What is Urothelial Cancer?
Urothelial carcinoma, also known as transitional cell carcinoma (TCC), is the most common type of bladder cancer. This means the cancer has started in the urothelial cells lining the inside of the bladder.
- Visible blood in the urine (haematuria).
- Pain during urination (dysuria).
- Pain in one side of the lower back.
- Urinary Frequency
- Feeling like you need to urinate, however are not able to.
The aim of surgery is to remove the tumor and some surrounding healthy tissue. However, there are different types of surgery for bladder cancer. The type of surgery will depend on the stage and grade of the disease. Surgical options may include:
Transurethral bladder tumor resection (TURBT). This procedure is used for diagnosis and staging, as well as treatment. During TURBT. A cystoscope is inserted through the urethra into the bladder. The tumor is then removed using a tool with a small wire loop, a laser, or fulguration (high-energy electricity).
For individuals that have non-muscle-invasive bladder cancer, TURBT may be able to eliminate the cancer. However, the doctor may recommend additional treatments to lower the risk of the cancer returning, such as intravesical chemotherapy or immunotherapy. For people with muscle-invasive bladder cancer, additional treatments involving surgery to remove the bladder or, less commonly, radiation therapy are usually recommended.
Cystectomy and lymph node dissection. A radical cystectomy is the removal of the whole bladder and possibly nearby tissues and organs. For men, the prostate and urethra may also be removed. For women, the uterus, fallopian tubes, ovaries, and part of the vagina may be removed. For all patients, lymph nodes in the pelvis are removed. This is called a pelvic lymph node dissection. An extended pelvic lymph node dissection is the most accurate way to find cancer that has spread to the lymph nodes. Rarely, for some specific cancers, it may appropriate to remove only part of the bladder, which is called a partial cystectomy.
During a laparoscopic or robotic cystectomy, the surgeon makes several small incisions, or cuts, instead of the one larger incision used for traditional surgery. The surgeon then uses telescoping equipment with or without robotic assistance to remove the bladder. The surgeon must make an incision to remove the bladder and surrounding tissue. This type of operation requires a surgeon who is very experienced in minimally invasive surgery.
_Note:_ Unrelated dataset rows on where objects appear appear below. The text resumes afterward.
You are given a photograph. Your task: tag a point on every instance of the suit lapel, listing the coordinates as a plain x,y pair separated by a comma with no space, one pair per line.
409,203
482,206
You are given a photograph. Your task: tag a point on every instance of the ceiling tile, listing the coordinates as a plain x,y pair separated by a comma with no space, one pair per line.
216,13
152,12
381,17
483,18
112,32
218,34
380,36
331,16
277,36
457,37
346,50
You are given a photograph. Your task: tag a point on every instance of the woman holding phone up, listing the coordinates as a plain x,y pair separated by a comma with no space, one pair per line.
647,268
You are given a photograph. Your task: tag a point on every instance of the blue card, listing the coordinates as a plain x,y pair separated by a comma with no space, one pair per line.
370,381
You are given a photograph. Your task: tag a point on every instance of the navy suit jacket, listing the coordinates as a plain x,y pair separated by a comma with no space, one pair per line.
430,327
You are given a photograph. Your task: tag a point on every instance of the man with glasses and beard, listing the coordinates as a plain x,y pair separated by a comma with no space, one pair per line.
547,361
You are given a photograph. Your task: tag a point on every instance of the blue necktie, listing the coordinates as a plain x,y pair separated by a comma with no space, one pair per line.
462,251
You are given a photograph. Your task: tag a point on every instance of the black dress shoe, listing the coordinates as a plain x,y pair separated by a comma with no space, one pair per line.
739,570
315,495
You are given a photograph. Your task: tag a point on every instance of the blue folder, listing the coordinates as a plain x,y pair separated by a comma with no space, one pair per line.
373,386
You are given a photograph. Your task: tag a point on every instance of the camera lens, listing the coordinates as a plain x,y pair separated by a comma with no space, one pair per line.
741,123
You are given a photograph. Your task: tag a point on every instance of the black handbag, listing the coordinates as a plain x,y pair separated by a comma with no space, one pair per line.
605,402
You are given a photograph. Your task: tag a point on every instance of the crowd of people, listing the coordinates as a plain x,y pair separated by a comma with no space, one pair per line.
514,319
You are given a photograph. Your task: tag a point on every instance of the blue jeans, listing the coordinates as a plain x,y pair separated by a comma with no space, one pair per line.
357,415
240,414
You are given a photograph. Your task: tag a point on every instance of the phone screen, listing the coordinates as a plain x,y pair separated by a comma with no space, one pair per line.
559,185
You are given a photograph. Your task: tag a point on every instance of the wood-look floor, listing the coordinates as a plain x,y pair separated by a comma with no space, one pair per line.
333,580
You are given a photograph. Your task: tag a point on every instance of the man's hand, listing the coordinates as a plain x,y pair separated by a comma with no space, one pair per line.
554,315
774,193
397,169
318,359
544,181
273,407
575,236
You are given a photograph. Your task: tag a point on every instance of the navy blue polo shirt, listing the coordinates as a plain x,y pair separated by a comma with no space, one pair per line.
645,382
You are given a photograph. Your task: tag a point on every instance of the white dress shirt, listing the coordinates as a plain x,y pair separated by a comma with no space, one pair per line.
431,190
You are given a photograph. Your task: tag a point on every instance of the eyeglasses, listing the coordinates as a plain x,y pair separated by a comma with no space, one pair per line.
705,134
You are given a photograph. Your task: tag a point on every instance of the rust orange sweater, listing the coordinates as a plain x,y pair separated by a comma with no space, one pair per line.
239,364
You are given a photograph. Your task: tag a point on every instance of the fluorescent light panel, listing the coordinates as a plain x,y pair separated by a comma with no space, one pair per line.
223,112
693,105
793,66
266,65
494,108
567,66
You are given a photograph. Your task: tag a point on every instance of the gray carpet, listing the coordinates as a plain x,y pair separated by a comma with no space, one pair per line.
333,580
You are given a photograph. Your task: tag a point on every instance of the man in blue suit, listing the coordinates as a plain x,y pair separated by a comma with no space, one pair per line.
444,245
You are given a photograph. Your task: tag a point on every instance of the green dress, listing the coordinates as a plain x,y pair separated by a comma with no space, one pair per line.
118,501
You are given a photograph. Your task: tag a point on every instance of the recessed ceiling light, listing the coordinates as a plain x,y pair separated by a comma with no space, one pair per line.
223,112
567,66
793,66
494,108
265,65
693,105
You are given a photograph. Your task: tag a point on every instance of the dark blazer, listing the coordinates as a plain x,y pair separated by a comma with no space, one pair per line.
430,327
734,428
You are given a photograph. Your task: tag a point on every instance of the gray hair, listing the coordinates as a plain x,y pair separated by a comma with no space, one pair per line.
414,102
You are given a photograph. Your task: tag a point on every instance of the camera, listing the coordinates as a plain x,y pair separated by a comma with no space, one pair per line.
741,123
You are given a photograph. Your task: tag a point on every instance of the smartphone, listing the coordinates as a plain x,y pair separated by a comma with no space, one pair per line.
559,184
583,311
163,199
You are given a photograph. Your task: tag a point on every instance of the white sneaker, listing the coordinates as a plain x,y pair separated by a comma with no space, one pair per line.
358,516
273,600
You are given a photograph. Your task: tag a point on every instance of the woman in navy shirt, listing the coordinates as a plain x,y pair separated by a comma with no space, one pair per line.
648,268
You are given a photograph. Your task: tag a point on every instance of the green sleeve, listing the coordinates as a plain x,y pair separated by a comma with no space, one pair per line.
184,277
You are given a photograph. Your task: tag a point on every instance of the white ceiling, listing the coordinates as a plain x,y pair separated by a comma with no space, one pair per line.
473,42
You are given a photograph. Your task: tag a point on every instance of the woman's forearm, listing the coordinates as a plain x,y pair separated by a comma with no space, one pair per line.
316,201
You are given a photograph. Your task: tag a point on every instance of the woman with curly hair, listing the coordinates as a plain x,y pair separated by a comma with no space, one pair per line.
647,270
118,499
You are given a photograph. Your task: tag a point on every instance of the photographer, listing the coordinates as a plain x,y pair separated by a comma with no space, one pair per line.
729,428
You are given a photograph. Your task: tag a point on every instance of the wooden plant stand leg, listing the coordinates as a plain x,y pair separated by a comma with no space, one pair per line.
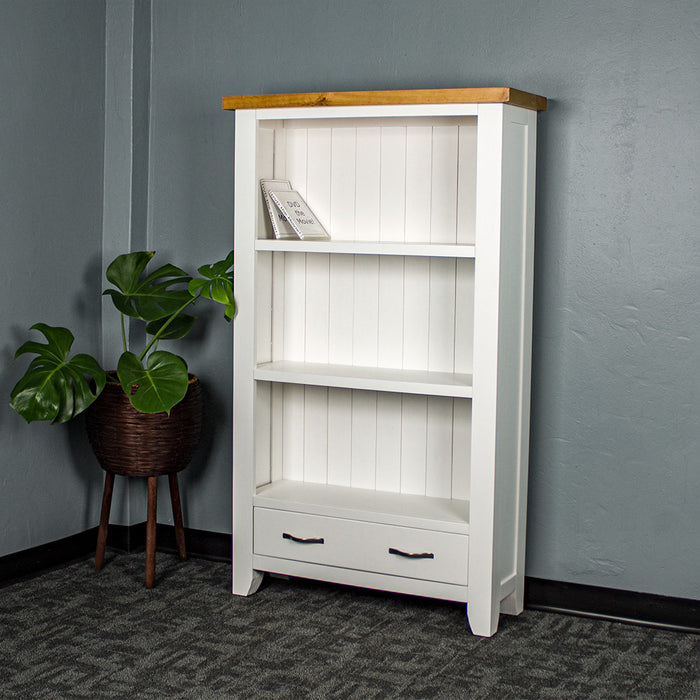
104,521
151,532
177,516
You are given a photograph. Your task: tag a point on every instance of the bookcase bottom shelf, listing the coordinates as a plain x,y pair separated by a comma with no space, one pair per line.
361,579
407,544
382,507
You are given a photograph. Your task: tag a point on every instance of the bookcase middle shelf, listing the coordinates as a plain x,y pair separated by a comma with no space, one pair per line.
403,381
432,250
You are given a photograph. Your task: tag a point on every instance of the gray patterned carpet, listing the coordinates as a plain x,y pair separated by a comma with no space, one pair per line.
75,633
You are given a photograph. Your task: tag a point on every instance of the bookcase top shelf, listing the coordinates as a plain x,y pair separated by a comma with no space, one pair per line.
389,97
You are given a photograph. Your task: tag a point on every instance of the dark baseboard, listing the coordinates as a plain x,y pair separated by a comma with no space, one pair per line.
29,562
677,614
126,538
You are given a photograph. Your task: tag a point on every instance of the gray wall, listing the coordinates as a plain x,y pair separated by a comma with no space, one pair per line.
615,432
51,144
614,469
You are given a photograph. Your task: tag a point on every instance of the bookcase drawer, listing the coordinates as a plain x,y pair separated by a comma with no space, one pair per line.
364,546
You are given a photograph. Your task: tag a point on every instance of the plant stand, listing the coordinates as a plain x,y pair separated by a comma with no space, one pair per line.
130,443
150,523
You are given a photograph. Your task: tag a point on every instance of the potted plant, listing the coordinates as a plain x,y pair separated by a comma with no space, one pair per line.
144,418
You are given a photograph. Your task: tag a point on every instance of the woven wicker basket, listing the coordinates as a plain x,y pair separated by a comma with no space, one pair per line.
128,442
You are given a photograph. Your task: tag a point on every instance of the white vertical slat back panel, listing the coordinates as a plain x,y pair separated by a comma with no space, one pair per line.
294,306
265,168
365,310
318,174
343,157
390,317
466,184
276,432
443,224
416,310
280,154
413,443
317,308
367,184
438,480
441,332
388,476
293,432
364,438
339,437
263,307
417,185
341,302
464,317
263,433
278,305
461,448
393,183
315,434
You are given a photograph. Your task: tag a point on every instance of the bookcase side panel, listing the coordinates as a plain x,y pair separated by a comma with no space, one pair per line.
244,409
515,320
484,605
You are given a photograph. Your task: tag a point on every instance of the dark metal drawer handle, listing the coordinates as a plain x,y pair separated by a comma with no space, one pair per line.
303,540
412,555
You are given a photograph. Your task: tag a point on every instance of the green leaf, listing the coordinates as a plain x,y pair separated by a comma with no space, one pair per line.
147,298
53,387
216,284
157,387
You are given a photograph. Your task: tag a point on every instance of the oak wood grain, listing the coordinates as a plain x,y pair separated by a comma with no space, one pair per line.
503,95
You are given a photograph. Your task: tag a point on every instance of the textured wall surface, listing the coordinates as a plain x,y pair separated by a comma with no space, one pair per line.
51,144
615,478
Urinary diversion. If the bladder is removed, the doctor will create a new way to pass urine out of the body. One way to do this is to use a section of the small intestine or colon to divert urine to a stoma or ostomy (an opening) on the outside of the body. The patient must wear a bag attached to the stoma to collect and drain urine.
Increasingly, surgeons can use part of the small or large intestine to make a urinary reservoir, which is a storage pouch that sits inside the body. With these procedures, the patient does not need a urinary bag. For some patients, the surgeon is able to connect the pouch to the urethra, creating what is called a neobladder, so the patient can pass urine out of the body normally. However, the patient may need to insert a catheter if urine does not empty through the neobladder. However, patients with a neobladder will no longer have the urge to urinate and will need to learn to urinate on a consistent schedule.
For other patients, an internal (inside the abdomen) pouch made of small intestine is created and connected to the skin on the abdomen or umbilicus (belly button) through a small stoma. With this approach, patients do not need to wear a bag. Patients drain the internal pouch multiple times a day by inserting a catheter through the small stoma and immediately removing the catheter.